The two companies are expecting to complete the transaction by January 2017 if the deal secures approval from Virgin America shareholders and US regulators. Virgin called in a corporate team from longtime legal adviser Latham & Watkins to assist in the negotiation process, while Alaska Air was supported by partners from O'Melveny & Myers. The deal is the first commercial airline merger in the United States since the 2014 tie-up of US Airways and American Airlines, which created the world's largest carrier.
Though the companies' boards were reportedly 'unanimous' in their decision to back the deal, Virgin figurehead Sir Richard Branson has publicly lamented the sale.
'Because I'm not American, the US Department of Transportation stipulated that I take some of my shares in Virgin America as non-voting shares, reducing my influence over any takeover. So there was sadly nothing I could do to stop it,' Sir Branson said in a blog post published earlier this week.
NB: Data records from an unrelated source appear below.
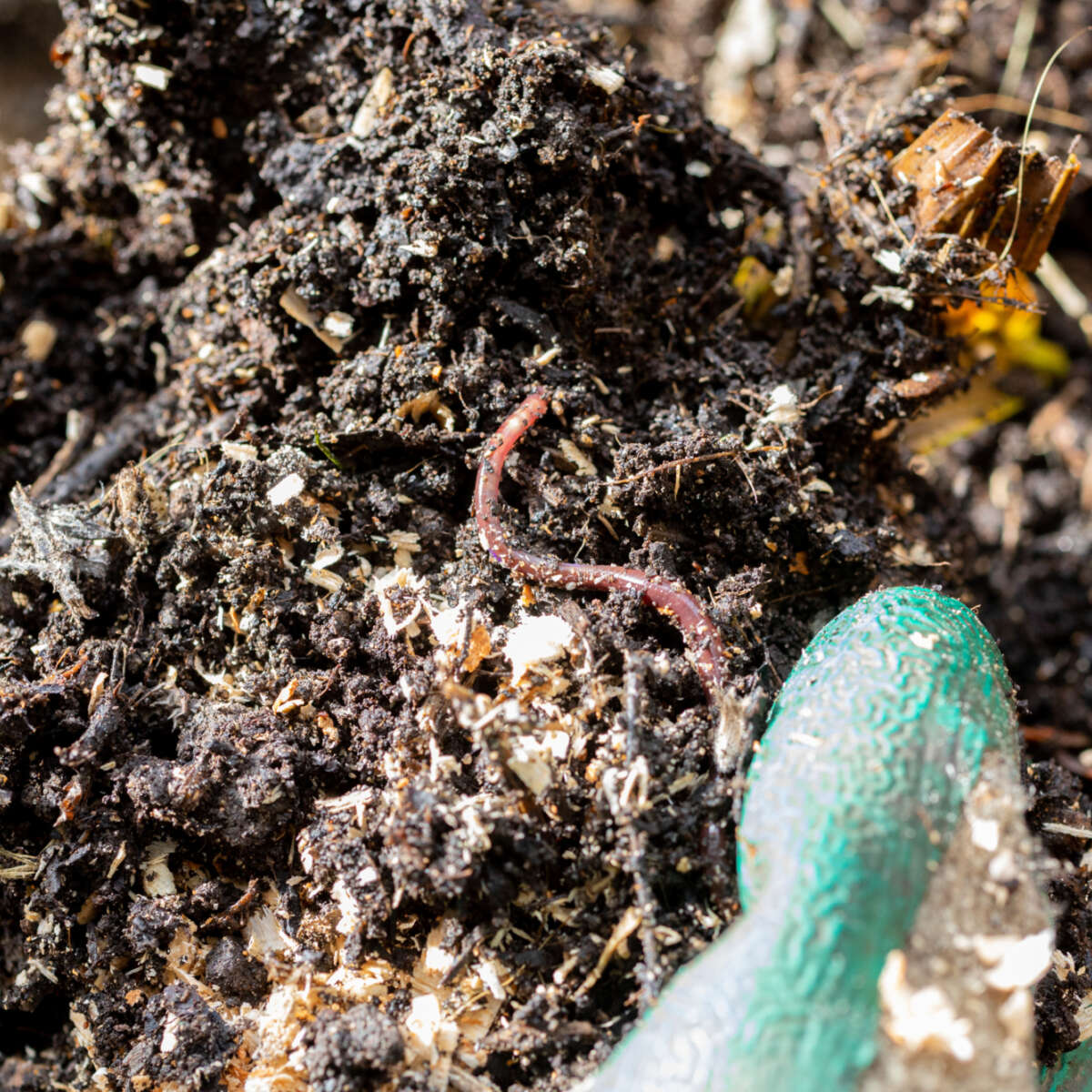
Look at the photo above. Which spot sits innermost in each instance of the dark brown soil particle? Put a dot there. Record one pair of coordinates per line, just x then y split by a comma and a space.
282, 800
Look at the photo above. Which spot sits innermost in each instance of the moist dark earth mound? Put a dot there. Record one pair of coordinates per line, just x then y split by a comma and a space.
276, 804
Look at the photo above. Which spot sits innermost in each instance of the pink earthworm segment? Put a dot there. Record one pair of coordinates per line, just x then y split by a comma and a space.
699, 632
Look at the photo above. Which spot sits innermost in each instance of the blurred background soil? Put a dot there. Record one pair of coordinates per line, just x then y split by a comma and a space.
279, 811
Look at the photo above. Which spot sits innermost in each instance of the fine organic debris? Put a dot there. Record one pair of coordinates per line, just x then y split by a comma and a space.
315, 752
56, 547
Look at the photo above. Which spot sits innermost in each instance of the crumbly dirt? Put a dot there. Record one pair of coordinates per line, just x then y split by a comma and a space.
276, 812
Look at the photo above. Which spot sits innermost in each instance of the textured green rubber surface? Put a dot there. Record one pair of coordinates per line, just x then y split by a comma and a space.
873, 745
1073, 1074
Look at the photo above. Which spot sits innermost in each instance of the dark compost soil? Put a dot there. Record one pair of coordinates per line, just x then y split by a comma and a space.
273, 804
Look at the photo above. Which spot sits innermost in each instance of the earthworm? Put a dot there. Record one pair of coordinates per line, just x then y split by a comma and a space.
699, 632
873, 745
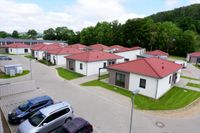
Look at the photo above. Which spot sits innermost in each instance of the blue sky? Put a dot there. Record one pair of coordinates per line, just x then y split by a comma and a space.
22, 15
145, 7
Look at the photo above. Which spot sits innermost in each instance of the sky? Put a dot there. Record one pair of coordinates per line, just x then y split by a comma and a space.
22, 15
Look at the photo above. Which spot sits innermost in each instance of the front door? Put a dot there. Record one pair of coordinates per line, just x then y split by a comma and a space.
71, 65
174, 77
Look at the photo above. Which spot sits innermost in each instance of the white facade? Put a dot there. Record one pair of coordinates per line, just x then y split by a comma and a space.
19, 50
131, 55
155, 88
58, 59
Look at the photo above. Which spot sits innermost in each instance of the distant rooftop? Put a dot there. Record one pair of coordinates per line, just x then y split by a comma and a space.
13, 40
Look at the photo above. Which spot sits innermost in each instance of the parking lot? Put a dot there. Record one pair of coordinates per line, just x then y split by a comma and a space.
107, 111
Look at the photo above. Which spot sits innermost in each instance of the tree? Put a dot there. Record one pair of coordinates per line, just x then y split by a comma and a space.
3, 34
15, 34
87, 36
49, 34
32, 33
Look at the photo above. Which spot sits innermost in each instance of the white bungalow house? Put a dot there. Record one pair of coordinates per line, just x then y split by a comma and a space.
57, 56
89, 62
40, 51
78, 46
129, 53
155, 53
18, 48
153, 76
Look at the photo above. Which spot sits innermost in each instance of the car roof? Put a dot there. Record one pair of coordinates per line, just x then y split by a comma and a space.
39, 99
54, 108
75, 124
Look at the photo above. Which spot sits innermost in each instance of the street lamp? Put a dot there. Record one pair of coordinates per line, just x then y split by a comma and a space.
134, 92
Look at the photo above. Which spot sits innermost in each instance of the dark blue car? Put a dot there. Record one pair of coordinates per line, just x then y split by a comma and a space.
25, 110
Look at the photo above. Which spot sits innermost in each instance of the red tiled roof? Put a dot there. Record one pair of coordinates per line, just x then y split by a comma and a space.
100, 47
116, 46
46, 47
157, 53
37, 46
195, 54
78, 46
127, 49
90, 56
153, 67
17, 45
65, 50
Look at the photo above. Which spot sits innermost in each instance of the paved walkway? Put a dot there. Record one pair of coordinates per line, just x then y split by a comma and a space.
86, 79
183, 84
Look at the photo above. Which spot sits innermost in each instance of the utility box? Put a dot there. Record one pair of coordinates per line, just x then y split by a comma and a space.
14, 69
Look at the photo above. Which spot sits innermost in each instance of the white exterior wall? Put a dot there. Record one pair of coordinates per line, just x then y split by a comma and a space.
89, 68
18, 50
77, 67
151, 85
39, 54
155, 88
60, 59
131, 55
163, 86
93, 67
120, 60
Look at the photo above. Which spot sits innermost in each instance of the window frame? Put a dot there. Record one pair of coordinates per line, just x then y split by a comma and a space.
142, 83
120, 79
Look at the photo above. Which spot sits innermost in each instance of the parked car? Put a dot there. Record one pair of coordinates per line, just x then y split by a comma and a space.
77, 125
47, 119
5, 58
180, 62
28, 108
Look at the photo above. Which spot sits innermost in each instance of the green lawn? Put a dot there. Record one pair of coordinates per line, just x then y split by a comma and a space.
191, 78
29, 56
177, 58
173, 99
3, 76
193, 85
197, 66
104, 76
46, 62
66, 74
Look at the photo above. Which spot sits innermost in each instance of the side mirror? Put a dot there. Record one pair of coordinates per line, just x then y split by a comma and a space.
44, 124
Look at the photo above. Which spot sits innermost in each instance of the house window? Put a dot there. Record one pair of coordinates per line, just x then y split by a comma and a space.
81, 66
25, 50
143, 83
170, 78
104, 65
120, 79
126, 59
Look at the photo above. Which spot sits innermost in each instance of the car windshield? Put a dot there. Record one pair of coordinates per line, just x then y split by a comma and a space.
24, 106
60, 129
36, 119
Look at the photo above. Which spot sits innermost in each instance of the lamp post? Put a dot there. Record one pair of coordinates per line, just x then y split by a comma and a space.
134, 92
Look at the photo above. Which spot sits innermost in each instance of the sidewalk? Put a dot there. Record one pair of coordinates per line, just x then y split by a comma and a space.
183, 82
86, 78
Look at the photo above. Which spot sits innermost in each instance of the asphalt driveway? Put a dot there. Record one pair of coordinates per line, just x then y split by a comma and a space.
107, 111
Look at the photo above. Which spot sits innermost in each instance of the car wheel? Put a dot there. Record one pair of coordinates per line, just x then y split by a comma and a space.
68, 119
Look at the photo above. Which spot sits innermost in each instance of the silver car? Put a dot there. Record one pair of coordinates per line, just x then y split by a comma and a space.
47, 119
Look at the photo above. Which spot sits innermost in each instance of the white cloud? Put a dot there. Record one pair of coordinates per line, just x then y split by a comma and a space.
24, 16
170, 4
194, 1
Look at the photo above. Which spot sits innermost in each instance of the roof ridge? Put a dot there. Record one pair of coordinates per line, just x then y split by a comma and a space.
152, 67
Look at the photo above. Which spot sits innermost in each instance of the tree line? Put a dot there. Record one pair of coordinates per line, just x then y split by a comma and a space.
30, 34
176, 32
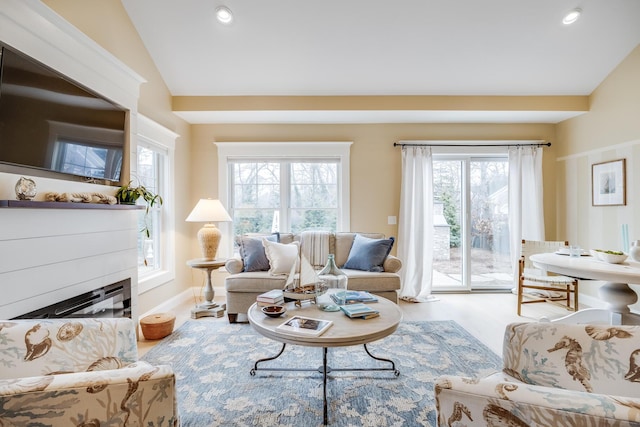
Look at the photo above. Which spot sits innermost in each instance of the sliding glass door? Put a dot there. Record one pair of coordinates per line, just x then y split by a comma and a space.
471, 234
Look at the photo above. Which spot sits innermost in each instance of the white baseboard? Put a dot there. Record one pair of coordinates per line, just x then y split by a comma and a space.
184, 296
595, 302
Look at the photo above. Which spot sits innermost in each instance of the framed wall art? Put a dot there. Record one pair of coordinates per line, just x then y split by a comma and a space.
608, 182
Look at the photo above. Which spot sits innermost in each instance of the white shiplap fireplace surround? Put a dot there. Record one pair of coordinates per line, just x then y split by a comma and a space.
48, 255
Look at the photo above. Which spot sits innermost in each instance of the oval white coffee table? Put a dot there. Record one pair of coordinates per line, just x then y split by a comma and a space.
344, 332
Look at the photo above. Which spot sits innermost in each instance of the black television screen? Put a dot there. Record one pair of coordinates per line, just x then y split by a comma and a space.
48, 122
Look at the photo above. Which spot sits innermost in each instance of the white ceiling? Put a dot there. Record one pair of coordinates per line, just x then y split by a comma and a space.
375, 47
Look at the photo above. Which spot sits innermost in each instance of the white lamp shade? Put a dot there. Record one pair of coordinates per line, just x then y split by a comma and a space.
208, 210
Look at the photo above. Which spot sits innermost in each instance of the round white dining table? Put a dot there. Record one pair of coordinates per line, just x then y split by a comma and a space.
615, 292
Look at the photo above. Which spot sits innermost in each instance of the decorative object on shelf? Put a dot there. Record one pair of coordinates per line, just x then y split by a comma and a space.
128, 195
608, 182
105, 198
209, 211
334, 277
25, 189
56, 197
634, 251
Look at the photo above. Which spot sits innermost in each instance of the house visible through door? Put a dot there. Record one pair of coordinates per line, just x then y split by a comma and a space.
471, 233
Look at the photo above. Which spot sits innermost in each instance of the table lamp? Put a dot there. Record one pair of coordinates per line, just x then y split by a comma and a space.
209, 211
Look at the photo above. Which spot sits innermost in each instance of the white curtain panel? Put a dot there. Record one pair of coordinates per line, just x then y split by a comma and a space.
526, 210
415, 226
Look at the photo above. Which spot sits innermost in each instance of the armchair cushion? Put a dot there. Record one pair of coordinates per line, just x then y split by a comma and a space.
592, 358
499, 400
46, 346
553, 374
81, 372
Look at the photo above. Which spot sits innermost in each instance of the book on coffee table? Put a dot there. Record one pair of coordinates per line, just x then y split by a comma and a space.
353, 297
359, 310
300, 325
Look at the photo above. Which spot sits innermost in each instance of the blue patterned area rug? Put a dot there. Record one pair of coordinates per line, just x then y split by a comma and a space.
213, 359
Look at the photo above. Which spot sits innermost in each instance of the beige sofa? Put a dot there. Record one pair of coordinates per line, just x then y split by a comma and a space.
243, 287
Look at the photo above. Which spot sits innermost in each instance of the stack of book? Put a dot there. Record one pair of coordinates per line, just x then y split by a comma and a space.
353, 297
300, 325
359, 311
273, 297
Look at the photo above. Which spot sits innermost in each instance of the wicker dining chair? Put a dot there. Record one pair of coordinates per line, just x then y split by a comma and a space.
543, 286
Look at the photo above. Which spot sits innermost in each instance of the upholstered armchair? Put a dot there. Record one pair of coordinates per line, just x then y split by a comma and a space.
553, 375
80, 372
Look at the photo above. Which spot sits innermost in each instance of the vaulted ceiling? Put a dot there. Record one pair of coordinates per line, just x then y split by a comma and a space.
367, 61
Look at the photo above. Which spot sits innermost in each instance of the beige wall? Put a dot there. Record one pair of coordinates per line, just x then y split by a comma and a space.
107, 23
375, 162
610, 131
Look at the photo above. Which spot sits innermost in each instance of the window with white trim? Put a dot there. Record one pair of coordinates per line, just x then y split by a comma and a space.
287, 187
284, 194
154, 169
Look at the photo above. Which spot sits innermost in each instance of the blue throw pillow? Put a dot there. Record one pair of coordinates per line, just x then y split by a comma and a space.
368, 254
252, 252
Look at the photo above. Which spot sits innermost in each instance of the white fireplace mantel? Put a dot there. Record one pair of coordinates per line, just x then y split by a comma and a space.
51, 254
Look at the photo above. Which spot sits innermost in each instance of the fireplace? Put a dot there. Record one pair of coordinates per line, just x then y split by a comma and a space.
109, 301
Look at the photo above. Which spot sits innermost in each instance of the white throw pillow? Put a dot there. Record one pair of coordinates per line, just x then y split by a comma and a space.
282, 257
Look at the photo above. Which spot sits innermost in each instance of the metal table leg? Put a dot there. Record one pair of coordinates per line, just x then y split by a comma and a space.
324, 370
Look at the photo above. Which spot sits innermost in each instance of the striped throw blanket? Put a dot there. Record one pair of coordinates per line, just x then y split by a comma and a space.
315, 247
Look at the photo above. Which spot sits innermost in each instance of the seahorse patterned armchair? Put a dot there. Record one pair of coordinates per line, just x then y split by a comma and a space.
553, 375
80, 372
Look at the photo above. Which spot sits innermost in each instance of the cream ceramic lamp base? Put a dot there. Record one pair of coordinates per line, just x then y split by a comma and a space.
209, 238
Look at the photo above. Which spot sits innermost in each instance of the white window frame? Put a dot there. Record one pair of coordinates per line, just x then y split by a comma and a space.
155, 136
284, 150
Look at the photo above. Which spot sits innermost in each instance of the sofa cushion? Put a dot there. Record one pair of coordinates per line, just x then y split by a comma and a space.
344, 240
358, 280
253, 254
282, 257
253, 282
368, 254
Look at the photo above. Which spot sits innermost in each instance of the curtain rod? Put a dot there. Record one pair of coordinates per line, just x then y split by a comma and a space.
534, 144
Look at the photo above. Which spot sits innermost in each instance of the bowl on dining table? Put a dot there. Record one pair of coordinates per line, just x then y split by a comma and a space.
612, 257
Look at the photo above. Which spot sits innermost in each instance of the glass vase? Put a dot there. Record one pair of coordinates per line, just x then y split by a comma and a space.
334, 278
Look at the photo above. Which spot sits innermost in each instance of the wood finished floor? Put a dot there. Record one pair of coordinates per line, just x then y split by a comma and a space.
484, 315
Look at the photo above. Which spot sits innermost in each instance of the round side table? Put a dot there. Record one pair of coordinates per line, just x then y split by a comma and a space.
208, 266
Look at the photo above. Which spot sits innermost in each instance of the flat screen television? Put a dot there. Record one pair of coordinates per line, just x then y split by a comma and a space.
50, 123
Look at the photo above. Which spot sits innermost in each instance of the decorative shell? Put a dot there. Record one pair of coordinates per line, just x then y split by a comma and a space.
105, 364
56, 197
69, 331
105, 199
81, 197
25, 189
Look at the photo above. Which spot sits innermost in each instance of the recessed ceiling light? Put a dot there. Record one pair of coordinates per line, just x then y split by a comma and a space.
572, 16
224, 15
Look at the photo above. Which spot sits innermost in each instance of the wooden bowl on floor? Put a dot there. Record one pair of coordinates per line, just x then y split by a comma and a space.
157, 326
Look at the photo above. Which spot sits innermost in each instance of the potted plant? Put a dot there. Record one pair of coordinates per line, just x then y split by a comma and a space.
129, 195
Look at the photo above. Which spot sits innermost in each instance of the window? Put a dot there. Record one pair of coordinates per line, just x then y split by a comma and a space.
260, 191
288, 187
153, 169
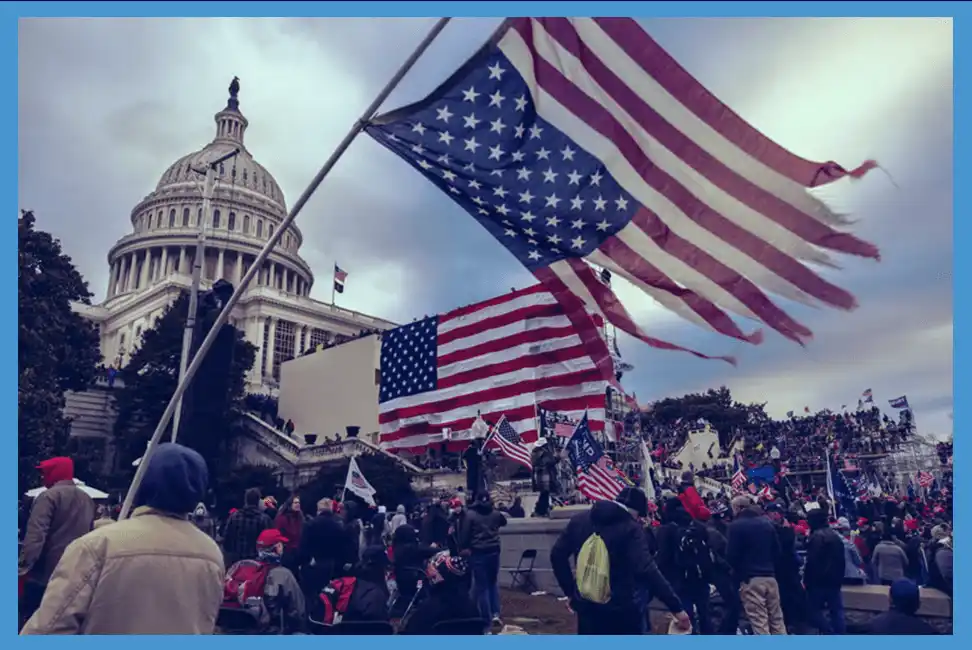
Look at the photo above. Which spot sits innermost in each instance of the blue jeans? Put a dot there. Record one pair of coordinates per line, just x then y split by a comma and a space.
831, 598
485, 587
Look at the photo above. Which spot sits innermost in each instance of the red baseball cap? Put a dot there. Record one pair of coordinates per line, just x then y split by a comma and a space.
270, 537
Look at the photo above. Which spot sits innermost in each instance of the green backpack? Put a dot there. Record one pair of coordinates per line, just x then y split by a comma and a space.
594, 571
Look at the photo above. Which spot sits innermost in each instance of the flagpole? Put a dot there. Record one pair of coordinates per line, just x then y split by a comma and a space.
262, 256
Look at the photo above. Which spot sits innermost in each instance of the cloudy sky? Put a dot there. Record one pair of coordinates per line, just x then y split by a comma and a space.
107, 105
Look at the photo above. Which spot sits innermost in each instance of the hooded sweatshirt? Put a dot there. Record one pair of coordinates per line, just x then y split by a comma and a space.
60, 514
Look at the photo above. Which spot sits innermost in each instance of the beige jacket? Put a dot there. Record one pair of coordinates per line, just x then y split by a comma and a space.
155, 573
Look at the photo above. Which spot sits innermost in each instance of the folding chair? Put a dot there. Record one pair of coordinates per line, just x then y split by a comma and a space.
524, 575
460, 627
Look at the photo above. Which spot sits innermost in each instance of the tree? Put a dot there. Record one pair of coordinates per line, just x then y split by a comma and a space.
212, 404
715, 406
391, 481
58, 350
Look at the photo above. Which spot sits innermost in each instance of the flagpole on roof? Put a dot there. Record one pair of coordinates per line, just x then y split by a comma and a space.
269, 246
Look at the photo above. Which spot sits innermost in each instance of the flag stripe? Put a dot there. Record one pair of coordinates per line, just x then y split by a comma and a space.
591, 125
688, 92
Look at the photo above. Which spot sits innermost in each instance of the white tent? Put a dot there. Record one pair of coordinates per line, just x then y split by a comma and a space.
90, 491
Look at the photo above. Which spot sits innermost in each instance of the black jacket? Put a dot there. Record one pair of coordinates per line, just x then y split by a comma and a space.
752, 547
479, 530
898, 623
826, 561
631, 562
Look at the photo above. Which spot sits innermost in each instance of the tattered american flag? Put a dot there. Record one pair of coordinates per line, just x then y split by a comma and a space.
579, 142
497, 357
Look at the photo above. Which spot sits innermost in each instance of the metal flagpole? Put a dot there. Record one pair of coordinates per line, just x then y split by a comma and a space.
265, 252
209, 188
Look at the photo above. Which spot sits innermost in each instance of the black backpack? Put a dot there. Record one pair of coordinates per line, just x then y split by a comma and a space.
694, 557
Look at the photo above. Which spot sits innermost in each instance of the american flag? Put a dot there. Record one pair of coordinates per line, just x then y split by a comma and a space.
497, 357
340, 275
925, 479
596, 477
579, 142
508, 442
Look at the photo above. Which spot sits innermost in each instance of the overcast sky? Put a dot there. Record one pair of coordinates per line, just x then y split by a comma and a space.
107, 105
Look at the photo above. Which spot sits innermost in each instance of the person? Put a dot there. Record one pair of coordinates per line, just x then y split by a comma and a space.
890, 561
901, 619
479, 541
243, 527
200, 517
61, 514
290, 523
284, 599
324, 549
631, 566
516, 510
400, 518
410, 560
752, 550
154, 573
447, 600
823, 574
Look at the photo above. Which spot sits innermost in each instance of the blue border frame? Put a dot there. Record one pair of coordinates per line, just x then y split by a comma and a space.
10, 12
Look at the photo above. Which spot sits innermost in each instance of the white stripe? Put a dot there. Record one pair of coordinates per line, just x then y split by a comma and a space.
567, 367
687, 122
515, 49
687, 176
509, 354
520, 302
498, 333
585, 389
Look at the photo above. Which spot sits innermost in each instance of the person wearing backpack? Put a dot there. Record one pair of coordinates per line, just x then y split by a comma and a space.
686, 560
613, 562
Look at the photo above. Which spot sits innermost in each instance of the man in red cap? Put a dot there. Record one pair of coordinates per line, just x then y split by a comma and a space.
60, 514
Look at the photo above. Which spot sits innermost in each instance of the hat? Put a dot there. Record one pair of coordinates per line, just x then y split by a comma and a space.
271, 537
634, 499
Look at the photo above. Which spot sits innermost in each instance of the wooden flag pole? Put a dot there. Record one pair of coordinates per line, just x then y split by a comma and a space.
258, 263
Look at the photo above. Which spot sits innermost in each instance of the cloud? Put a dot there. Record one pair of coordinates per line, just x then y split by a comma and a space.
106, 105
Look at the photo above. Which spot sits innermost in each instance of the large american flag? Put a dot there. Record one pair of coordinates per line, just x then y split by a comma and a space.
579, 142
499, 357
509, 443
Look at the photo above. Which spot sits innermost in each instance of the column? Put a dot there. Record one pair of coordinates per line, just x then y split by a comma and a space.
268, 371
143, 281
132, 268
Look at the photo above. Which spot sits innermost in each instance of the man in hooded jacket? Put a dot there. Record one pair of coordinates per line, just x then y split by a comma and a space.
60, 514
155, 573
631, 566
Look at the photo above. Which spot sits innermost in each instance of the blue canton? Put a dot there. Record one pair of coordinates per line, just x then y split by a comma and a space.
480, 140
408, 359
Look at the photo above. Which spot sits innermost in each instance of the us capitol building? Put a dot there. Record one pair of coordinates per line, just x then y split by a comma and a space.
150, 266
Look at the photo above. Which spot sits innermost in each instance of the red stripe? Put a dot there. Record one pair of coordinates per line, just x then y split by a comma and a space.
521, 363
496, 345
801, 224
599, 119
630, 36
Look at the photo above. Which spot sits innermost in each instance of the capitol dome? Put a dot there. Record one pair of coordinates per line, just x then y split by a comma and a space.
247, 206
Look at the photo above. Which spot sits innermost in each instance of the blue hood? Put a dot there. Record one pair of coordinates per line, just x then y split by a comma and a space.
175, 480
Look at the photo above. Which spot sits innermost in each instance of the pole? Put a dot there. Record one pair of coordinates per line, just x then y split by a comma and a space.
265, 252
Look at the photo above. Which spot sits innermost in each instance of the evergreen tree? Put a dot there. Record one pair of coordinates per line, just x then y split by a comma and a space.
58, 350
212, 403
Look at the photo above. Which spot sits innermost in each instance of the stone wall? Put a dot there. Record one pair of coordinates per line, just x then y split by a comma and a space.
861, 602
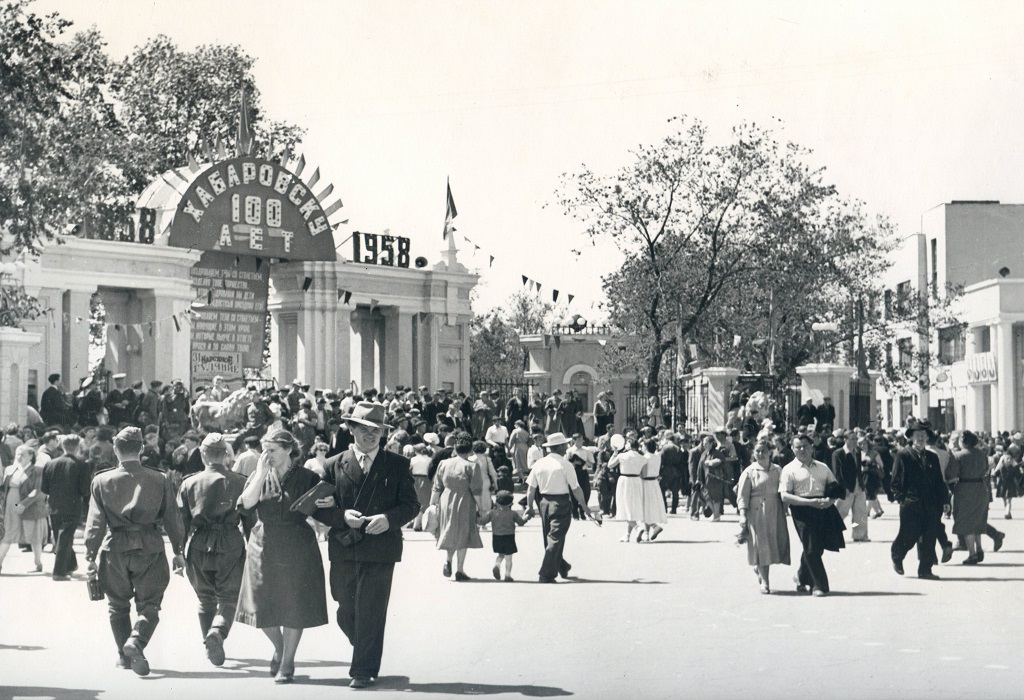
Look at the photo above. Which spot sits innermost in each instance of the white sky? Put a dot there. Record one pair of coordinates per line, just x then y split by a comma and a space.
907, 103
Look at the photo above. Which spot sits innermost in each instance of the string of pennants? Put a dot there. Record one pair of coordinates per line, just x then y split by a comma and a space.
531, 285
151, 329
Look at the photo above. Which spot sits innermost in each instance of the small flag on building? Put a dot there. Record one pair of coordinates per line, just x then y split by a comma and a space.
450, 213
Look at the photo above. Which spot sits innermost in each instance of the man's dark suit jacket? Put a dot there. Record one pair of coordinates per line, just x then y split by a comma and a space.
389, 489
846, 467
Alaska Air's takeover of Virgin America marks the latest milestone in a slow but steady process of consolidation across the US commercial aviation market. At present, Virgin America accounts for about 1.5 per cent of US domestic flight capacity, while Alaska and its regional partners account for about 5 per cent. If cleared, the consolidated carrier will fall into fifth place nationally behind American Airlines, Delta Air Lines, Southwest Airlines and United Airlines—the four of which account for over 80 per cent of the US domestic market.